Die portugiesischen Spieler verfangen sich in dem Netz, das Griechenlands Trainer Otto Rehhagel gewoben hat. Sie verlieren die Kontrolle über das Spiel, weil alte Hasen wie Figo, Rui Costa und Couto nicht in Form sind. Gleiches gilt für Costinha und Maniche, und dem brasilianischen Trainer Luiz Felipe Scolari ist das nur allzu bewusst. Zur Halbzeit steht es nach einem Weitschuss von Inter Mailands Giorgos Karagounis in der siebten Minute 1:0 für die Griechen. Der Ball war allerdings nicht so hart, dass Ricardo ihn nicht hätte halten können.
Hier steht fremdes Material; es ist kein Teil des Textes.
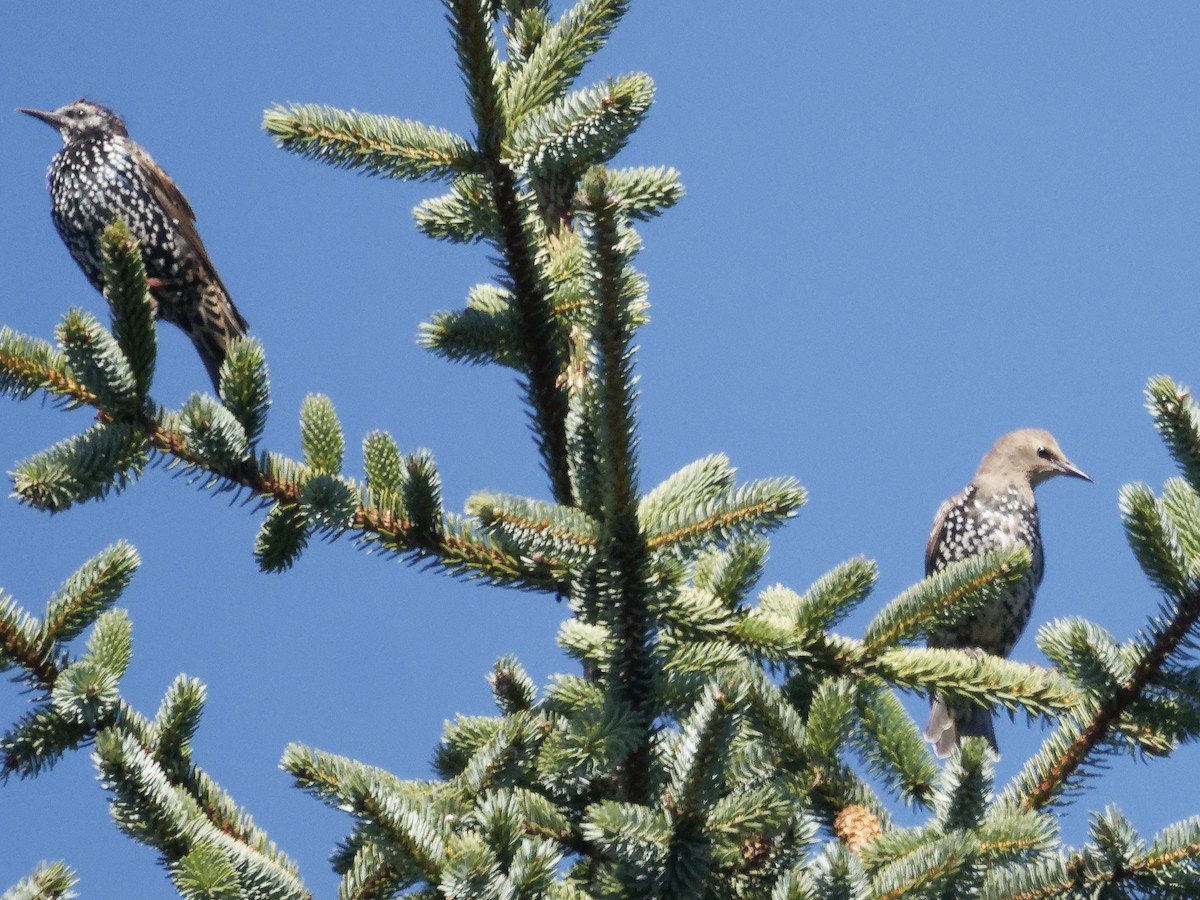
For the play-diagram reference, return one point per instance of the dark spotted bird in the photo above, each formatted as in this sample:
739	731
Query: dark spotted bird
995	511
101	175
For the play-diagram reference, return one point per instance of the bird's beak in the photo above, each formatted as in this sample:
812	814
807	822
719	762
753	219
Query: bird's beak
53	119
1067	467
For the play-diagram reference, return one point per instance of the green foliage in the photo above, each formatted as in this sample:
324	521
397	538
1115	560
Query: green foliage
214	435
245	387
947	597
125	286
30	364
87	467
96	358
281	539
371	144
49	881
713	743
321	435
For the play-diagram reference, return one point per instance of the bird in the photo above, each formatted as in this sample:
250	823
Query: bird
101	175
996	511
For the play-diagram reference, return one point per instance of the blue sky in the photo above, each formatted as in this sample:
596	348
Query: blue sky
909	229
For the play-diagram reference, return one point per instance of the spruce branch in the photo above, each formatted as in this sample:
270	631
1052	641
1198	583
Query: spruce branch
541	340
370	144
49	881
30	364
125	287
946	597
558	57
585	129
1057	765
99	361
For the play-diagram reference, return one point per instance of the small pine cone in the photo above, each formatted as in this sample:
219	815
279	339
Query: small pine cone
856	826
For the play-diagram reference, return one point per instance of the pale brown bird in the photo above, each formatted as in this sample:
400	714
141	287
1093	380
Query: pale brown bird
995	511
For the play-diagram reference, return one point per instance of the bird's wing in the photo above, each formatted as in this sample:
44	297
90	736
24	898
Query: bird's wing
935	535
180	210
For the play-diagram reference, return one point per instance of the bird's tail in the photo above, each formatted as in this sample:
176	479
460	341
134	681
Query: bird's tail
948	725
214	328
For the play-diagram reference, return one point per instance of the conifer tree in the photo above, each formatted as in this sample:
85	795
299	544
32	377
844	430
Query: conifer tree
718	738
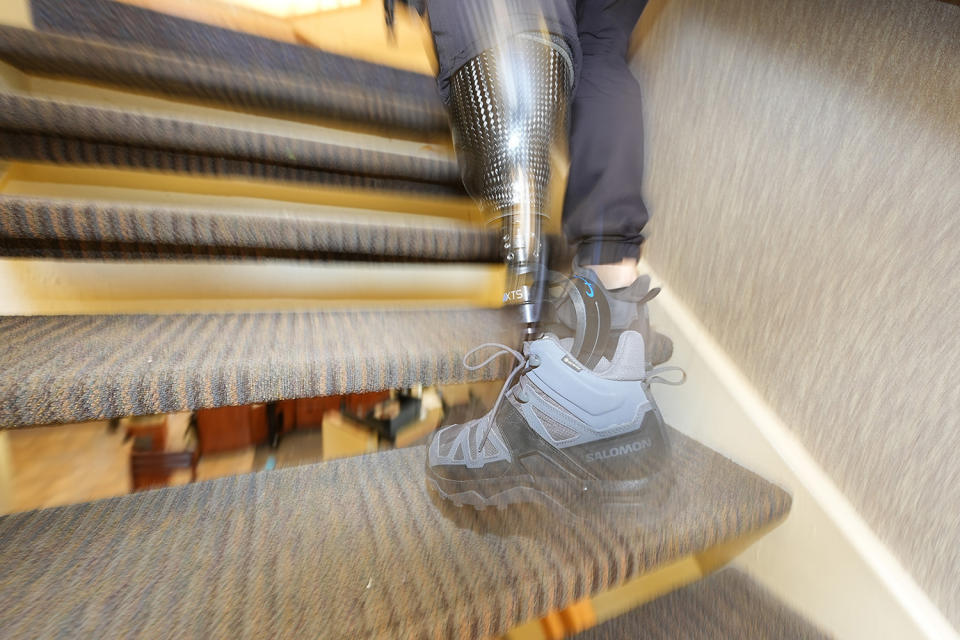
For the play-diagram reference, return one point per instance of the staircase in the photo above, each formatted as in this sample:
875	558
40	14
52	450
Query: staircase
349	548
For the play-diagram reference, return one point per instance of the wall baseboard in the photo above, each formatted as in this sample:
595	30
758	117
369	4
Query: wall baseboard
824	561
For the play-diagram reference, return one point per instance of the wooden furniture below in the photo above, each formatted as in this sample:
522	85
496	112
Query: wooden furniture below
149	433
230	428
344	437
150	469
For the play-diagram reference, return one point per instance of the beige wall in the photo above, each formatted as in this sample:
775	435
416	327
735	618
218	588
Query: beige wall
803	172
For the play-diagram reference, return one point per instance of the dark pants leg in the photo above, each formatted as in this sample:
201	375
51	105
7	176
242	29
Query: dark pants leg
604	212
463	29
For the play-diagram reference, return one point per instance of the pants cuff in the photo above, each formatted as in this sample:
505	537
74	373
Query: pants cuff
608	250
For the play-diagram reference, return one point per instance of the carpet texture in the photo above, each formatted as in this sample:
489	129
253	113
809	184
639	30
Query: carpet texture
119	23
176	73
727	604
353	548
45	222
73	120
15	145
803	175
74	368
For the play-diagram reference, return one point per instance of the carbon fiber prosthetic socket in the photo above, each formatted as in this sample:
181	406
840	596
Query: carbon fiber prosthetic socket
509	114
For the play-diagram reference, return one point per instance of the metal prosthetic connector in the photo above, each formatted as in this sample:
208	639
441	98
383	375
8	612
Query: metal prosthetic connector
509	115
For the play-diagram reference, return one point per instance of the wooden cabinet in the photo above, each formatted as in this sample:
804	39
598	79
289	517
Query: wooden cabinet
229	428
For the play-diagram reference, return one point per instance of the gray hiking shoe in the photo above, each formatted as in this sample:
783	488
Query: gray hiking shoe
563	434
628	312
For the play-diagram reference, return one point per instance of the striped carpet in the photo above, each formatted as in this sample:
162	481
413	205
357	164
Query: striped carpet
75	121
94	228
126	25
353	548
727	604
16	145
56	369
178	74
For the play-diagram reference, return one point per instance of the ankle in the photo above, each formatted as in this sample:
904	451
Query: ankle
616	275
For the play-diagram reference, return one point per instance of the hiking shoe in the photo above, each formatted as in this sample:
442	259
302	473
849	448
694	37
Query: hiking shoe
628	312
562	434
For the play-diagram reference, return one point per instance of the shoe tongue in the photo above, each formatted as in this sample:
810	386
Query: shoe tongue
629	361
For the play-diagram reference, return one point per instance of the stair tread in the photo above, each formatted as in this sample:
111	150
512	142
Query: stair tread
310	93
71	120
41	226
348	548
727	604
56	369
125	24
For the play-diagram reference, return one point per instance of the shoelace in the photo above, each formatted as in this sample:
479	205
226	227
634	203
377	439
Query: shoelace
654	376
486	422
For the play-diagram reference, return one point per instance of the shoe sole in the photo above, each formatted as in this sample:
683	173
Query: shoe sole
556	493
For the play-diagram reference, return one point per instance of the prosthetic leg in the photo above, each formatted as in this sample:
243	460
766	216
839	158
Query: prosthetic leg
568	429
509	115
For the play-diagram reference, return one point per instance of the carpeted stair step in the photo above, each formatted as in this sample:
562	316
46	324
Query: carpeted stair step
313	92
56	369
354	548
54	130
727	604
128	25
47	227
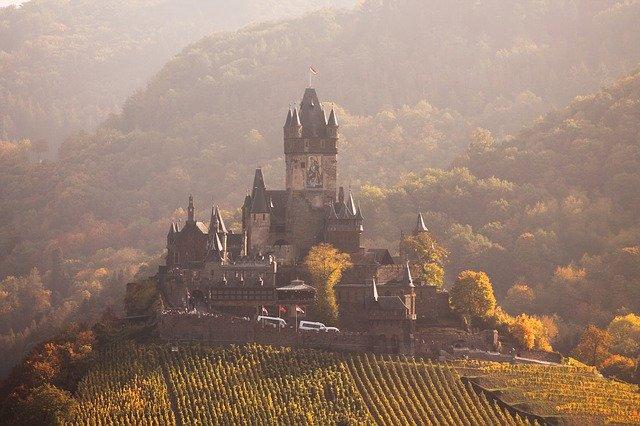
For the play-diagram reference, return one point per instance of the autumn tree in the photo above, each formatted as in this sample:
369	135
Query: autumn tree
431	257
520	298
472	295
619	366
530	332
594	346
46	404
325	265
625	331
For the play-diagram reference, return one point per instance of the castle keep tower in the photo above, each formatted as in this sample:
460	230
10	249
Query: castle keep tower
310	148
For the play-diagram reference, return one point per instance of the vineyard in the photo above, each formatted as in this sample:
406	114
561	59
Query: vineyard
256	384
575	393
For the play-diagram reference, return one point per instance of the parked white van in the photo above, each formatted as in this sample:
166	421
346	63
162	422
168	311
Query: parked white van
311	326
272	321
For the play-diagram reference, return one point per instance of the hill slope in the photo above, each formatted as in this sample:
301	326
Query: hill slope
211	385
66	66
89	220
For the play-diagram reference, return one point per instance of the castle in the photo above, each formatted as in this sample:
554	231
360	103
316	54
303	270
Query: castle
259	268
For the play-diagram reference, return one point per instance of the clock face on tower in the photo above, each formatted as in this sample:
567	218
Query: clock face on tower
314	172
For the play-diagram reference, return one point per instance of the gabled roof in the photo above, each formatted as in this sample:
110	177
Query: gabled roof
295	118
388	303
296	285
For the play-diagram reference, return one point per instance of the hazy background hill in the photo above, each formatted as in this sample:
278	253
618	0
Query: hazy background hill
411	81
65	65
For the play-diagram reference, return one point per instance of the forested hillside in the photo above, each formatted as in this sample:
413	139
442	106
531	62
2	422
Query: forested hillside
411	80
66	65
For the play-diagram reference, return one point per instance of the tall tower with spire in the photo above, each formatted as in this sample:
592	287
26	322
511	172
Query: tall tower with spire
310	148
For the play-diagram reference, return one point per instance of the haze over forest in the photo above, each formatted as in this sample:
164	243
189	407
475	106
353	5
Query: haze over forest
513	126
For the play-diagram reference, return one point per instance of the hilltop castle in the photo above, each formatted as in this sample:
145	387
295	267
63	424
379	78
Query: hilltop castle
259	266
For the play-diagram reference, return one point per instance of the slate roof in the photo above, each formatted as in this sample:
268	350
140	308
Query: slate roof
312	115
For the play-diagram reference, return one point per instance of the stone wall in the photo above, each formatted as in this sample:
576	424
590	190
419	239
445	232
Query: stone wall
221	329
225	330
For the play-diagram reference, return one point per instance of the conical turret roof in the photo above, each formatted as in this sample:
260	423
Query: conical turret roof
287	122
407	280
216	224
259	202
333	120
295	118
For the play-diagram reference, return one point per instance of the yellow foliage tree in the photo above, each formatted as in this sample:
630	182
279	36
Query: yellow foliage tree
431	255
325	265
530	332
472	295
594	346
625	331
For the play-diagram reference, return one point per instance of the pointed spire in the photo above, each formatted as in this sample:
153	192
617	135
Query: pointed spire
287	122
333	120
191	210
216	224
351	205
375	290
420	226
216	249
295	118
259	202
258	181
407	280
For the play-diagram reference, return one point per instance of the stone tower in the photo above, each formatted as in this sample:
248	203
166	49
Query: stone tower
310	148
258	220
Während der Pause schickt der Trainer Deco und Cristiano Ronaldo zum Aufwärmen. In seinem grünen Trainingsanzug mit der Nummer 17, mit hochgestellten, gesträhnten Haaren und zwei glitzernden Ohrringen setzt Ronaldo zu einem Zickzack-Lauf an, schießt ein wenig den Ball durch die Gegend und kehrt dann zur Bank zurück. Er lauscht Scolaris taktischen Anweisungen und betritt das Spielfeld. Es ist offensichtlich, dass er unglaublich aufgeregt ist. Fünf Minuten später mäht er im Strafraum wie ein ungestümes Kind Georgios Seitaridis um, die griechische Bulldogge mit der Zwo, die den linken Flügel bewacht. Der italienische Schiedsrichter Pierluigi Collina pfeift Strafstoß, und Angelos Basinas erhöht auf 2:0. Die Zuschauer fangen an, Rui Jorge und einen sehr müden Figo auszupfeifen, während die Griechen jeden Pass ihrer Spieler bejubeln.
Portugals Nummer 17 verdoppelt seinen Einsatz auf der linken Seite. Er rennt vor und zurück, er trickst und täuscht. Er verwirrt seine Gegenspieler und spielt einen Pass nach dem nächsten, doch es gibt keine Abnehmer für seine Zuspiele. In der 83. Minute versucht er selbst sein Glück und hält drauf: ein kraftvoller Schuss, der knapp am linken Pfosten von Antonios Nikopolidis vorbeizischt. Cristiano blickt zum Himmel und faltet die Hände zum stillen Gebet. Irgendjemand weiter oben muss sein Flehen erhört haben. Zehn Minuten später trifft er. Es ist sein erstes Tor in einem offiziellen Spiel der Nationalmannschaft. Voraus geht ein von Figo hereingebrachter Eckstoß von der linken Seite. Ronaldo springt kraftvoll in die Luft und setzt zu einem wuchtigen Kopfball an. Die Kugel beschreibt eine perfekte Flugbahn. Nikopolidis kann nur dastehen und zusehen.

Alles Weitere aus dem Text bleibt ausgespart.